What senses are needed to make a world a world? Is it any less a world if we cannot see it, cannot smell it, cannot touch and taste it? At what point do we experience too few sensory inputs to judge a world a world?
On the other hand, what are we missing if we skip a sense out? A silent world, a sterile world, are these desirable, or does each sense contribute more than we know?

A Silent World
You stroll along the verge, the grass silently folding under your feet. Not a birdsong around, the wind whips up nearby fallen leaves and scatters them, the moving air not whistling, the dry leaves soundlessly hitting the pavement. As you walk along the street, no dogs bark; no cats howl; children play silently, a vehicle of some sort zips by without a whisper. Up in the sky, a jet trail from an aircraft forms, without the noise of any engine.

A Sterile World
On a sunny spring day, the blossom is in the trees, multicoloured flowers pepper the verges as you walk down the path. The wind picks the blossom and blows it past your face in a cloud, an unfragranced cloud. Stooping down, you press your face to a flower, and inhale deeply, finding it completely odourless. Frowning, you try another and another, not a smell among the bunch.

A Ghostly World
You are travelling through a forest, dappled sunlight streaming through the branches above, casting shadows on the ground.

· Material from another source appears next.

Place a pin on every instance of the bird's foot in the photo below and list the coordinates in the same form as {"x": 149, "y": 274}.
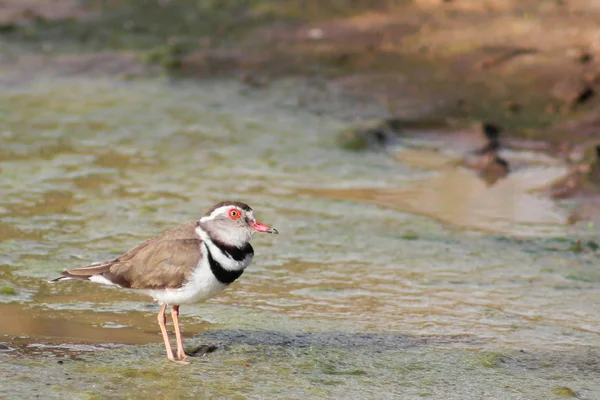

Leaves crunch underfoot, and the odour floats up to you. Closing your eyes, you reach out to pluck a flower - and feel nothing. Opening your eyes, you see your hand is in the middle of the plant you tried to pluck. Carefully, focussing with your eyes, by trial and error, you grasp and break off the flower, not feeling anything between your fingers. Suddenly, you realise you cannot even feel your fingers, you have not been feeling them, and you run a hand over your body, no sensation; you have to look to see you are touching skin.

A Bland World
Walking through the orchard on a warm summer day, the smells of nature in your nostrils, the soft padding of grass underfoot, you reach up a hand, and grab a juicy red apple from a tree, plucking it delicately. You bring it to your nose and smell the fragrance, then you bite into it. It is like chewing rubber. Completely tasteless. No juice, no sweet flesh, you cannot even detect it in your mouth.

A Dark World
It is beyond dark, it is pitch black. No motes of light, to glittering beams, no nothing. You blink and cannot tell if you did just blink or not. Away in the distance a humming begins. You hear it, and turn towards it. It is coming from your left, and down a ways. Beyond that you cannot tell. Reaching out, you grasp at empty air. The fear rises as you reach out for something, anything to grasp on, and through some flailing, you find a smooth wall.